🤖 AI Summary
Long-form video question answering (LVQA) faces challenges in multi-step temporal reasoning and causal understanding. Existing vision-language models (VLMs) suffer from uniform frame sampling, leading to loss of critical frames and temporal cues, while lacking explicit temporal modeling and logical verification mechanisms. This paper proposes a training-free neuro-symbolic pipeline: it formalizes natural language questions as temporal logic formulas, then performs frame-level semantic proposition extraction, video automaton construction, and model checking to enable verifiable temporal logical reasoning. The method requires no fine-tuning and synergizes with off-the-shelf VLMs for zero-shot LVQA. Evaluated on LongVideoBench and CinePile, it achieves over 10% absolute improvement in overall performance, with particularly significant gains—both in accuracy and interpretability—for questions demanding event ordering, causal inference, and compositional temporal reasoning.
📝 Abstract
Long-Form Video Question Answering (LVQA) poses challenges beyond traditional visual question answering (VQA), which is often limited to static images or short video clips. While current vision-language models (VLMs) perform well in those settings, they struggle with complex queries in LVQA over long videos involving multi-step temporal reasoning and causality. Vanilla approaches, which sample frames uniformly and feed them to a VLM with the question, incur significant token overhead, forcing severe downsampling. As a result, the model often misses fine-grained visual structure, subtle event transitions, or key temporal cues, ultimately leading to incorrect answers. To address these limitations, recent works have explored query-adaptive frame sampling, hierarchical keyframe selection, and agent-based iterative querying. However, these methods remain fundamentally heuristic: they lack explicit temporal representations and cannot enforce or verify logical event relationships. As a result, there are no formal guarantees that the sampled context actually encodes the compositional or causal logic demanded by the question.

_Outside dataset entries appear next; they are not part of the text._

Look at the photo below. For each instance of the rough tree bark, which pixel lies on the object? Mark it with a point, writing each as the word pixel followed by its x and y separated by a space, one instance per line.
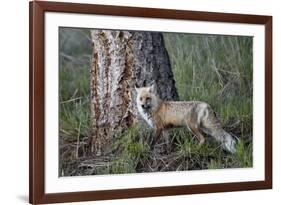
pixel 119 60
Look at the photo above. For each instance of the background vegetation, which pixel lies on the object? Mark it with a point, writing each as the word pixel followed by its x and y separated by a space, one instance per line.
pixel 212 68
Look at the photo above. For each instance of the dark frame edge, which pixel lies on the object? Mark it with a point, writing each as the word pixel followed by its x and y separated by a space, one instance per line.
pixel 36 103
pixel 36 112
pixel 268 101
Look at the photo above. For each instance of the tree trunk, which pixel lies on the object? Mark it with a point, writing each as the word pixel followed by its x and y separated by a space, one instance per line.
pixel 120 59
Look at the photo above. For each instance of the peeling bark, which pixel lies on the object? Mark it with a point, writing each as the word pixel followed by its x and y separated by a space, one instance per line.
pixel 119 60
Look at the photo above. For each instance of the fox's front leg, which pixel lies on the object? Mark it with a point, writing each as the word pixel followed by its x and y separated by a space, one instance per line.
pixel 157 134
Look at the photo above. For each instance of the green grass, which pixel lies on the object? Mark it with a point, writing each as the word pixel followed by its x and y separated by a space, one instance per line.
pixel 214 69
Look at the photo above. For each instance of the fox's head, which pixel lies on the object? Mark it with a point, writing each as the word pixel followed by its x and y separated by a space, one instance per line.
pixel 147 99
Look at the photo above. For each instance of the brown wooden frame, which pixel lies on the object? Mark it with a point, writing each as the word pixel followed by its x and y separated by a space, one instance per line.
pixel 37 95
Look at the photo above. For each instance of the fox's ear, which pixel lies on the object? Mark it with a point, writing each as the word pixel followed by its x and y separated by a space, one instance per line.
pixel 153 88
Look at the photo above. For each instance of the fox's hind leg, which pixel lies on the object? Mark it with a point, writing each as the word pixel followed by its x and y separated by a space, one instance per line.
pixel 195 130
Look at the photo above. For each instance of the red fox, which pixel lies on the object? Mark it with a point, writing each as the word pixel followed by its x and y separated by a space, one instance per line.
pixel 195 115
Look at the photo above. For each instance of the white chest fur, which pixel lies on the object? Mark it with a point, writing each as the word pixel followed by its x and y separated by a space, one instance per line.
pixel 145 116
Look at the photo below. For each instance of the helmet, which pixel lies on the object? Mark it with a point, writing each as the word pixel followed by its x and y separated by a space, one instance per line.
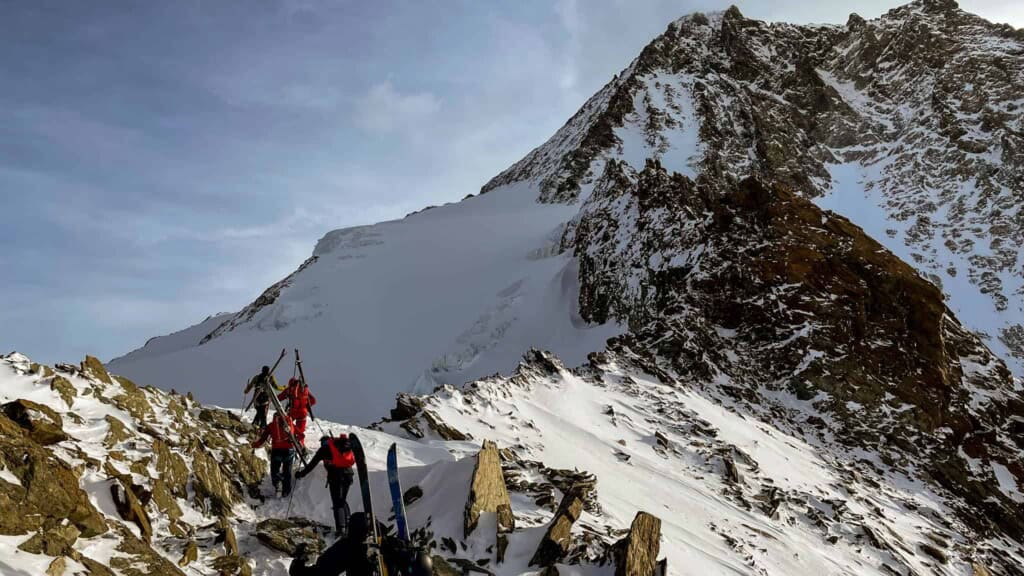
pixel 358 527
pixel 422 565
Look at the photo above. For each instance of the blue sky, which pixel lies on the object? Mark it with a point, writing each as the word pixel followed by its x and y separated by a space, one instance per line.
pixel 163 161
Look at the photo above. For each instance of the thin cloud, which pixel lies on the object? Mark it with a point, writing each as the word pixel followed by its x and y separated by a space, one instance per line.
pixel 385 111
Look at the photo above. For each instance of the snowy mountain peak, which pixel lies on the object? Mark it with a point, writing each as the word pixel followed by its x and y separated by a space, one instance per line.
pixel 813 232
pixel 910 124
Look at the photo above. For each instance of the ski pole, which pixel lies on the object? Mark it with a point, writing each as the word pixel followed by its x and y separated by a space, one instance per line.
pixel 290 496
pixel 315 421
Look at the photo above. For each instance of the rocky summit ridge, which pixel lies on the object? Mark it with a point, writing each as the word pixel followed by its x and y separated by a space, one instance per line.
pixel 913 119
pixel 801 245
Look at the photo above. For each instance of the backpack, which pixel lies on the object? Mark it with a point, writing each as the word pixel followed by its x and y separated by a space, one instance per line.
pixel 341 456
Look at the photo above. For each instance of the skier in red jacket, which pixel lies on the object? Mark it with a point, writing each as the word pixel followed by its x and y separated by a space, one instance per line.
pixel 336 453
pixel 282 453
pixel 300 403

To address these foundational gaps, we introduce NeuS-QA, a training-free, plug-and-play neuro-symbolic pipeline for LVQA. NeuS-QA translates a natural language question into a formal temporal logic expression, constructs a video automaton from frame-level semantic propositions, and applies model checking to rigorously identify video segments satisfying the question's logical requirements. Only these logic-verified segments are submitted to the VLM, thus improving interpretability, reducing hallucinations, and enabling compositional reasoning without modifying or fine-tuning the model. Experiments on LongVideoBench and CinePile show NeuS-QA improves performance by over 10%, especially on questions involving event ordering, causality, and multi-step compositional reasoning.